That’s not true. With the introduction of Eldar/Uber-Eldar the common Tier was T15 to farm in, has always been.
With the intorduction of Sirus (and the 4 Conquerors hence) it changed over to T16.
In the current stage we got T17 as content which is supposed to be between uber-tier and normal boss-tier… which entirely failed balance-wise as it’s harder to beat then uber-bosses for a large swath of builds
Oh? Not really?
The current state of PoE 1 is that there’s never been a better position for how many builds are viable and comfortable to progress ever before. It’s actually hard to find a non-viable build currently, nigh everything works for something.
Yes, not everything works for all content… but that’s also not GGG’s goal, it is EHG’s though and hence they get judged accordingly.

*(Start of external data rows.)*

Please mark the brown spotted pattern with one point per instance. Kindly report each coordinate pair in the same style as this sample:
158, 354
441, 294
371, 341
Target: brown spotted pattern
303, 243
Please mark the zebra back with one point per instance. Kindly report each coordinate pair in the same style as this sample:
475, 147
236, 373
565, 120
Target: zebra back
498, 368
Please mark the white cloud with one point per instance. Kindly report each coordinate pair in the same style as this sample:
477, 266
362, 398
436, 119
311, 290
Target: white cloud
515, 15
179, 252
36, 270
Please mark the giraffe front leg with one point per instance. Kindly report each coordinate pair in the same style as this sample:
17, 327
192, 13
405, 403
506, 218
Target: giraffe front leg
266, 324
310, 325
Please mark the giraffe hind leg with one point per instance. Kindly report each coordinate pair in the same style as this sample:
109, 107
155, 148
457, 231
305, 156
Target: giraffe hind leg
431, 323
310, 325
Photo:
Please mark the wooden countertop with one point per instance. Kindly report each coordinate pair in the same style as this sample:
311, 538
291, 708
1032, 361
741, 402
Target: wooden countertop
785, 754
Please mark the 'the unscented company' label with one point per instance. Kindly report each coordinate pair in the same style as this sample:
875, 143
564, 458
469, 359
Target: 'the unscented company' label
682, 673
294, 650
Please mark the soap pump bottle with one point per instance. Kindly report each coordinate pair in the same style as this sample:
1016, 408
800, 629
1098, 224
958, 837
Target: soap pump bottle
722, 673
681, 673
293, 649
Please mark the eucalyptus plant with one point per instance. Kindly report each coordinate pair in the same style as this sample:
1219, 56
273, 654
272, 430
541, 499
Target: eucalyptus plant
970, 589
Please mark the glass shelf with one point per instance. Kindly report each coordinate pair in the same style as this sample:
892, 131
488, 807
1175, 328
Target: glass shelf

Because no matter how complex a tree is… if you follow optimized build guides it doesn’t matter which game you play, it’s always better
That’s why they’re optimized, since you can’t perfectly balance in the first place. Some stuff will always be better. The goal isn’t to avoid that, it’s to provide a large as possible amount of builds in a specific spectrum and avoid having core builds over- or underperform from this spectrum.
Then don’t do it and use em for guidance when you start to get at your limits, to learn rather then to copy.
It’s not an ‘all or nothing’ with build guides, they can be used for building a knowledge in character building too. Ignoring their existence is not the way to go though, it’s basically impossible to create a in-depth complex game while also expecting that the intricacies of said system will be inherently understood by people. You either explain it very in-depth in-game (looter ARPGs are really really bad with that, dunno why it’s such a prevalent problem for devs to include that properly) or you follow external sources to get said knowledge.
And that’s fair, more then fair.
I can heavily recommend ‘Dwarven Realms’ for the overall feeling. It provides the core feeling of the genre, has some interesting bosses (with more being provided steadily over time) and doesn’t enforce the in-depth knowledge of the system like diablo-likes do.
Because of the presentation. Content for content’s sake is fine… but without reward the value psychologically is not as big as it otherwise could be. And many many people come to those types of games to get success where it’s in reality often missing for whatever reason. And how people perceive said success is quite different depending on their personality and circumstances.
Agreed with that Absolutely.
DO so! I can heavily recommend it. It’s a prime example of ‘ARPG done right’ simply. The design is phenomenal in total.
And that’s what it boils down to… live-service, the bane of modern gaming. The disaster system as to why ‘mediocre slob’ needs to be presented the majority of the time rather then qualitative top-end content which is just fun and not solely built around retention time (for survival… because it boils down for live-service games to survival).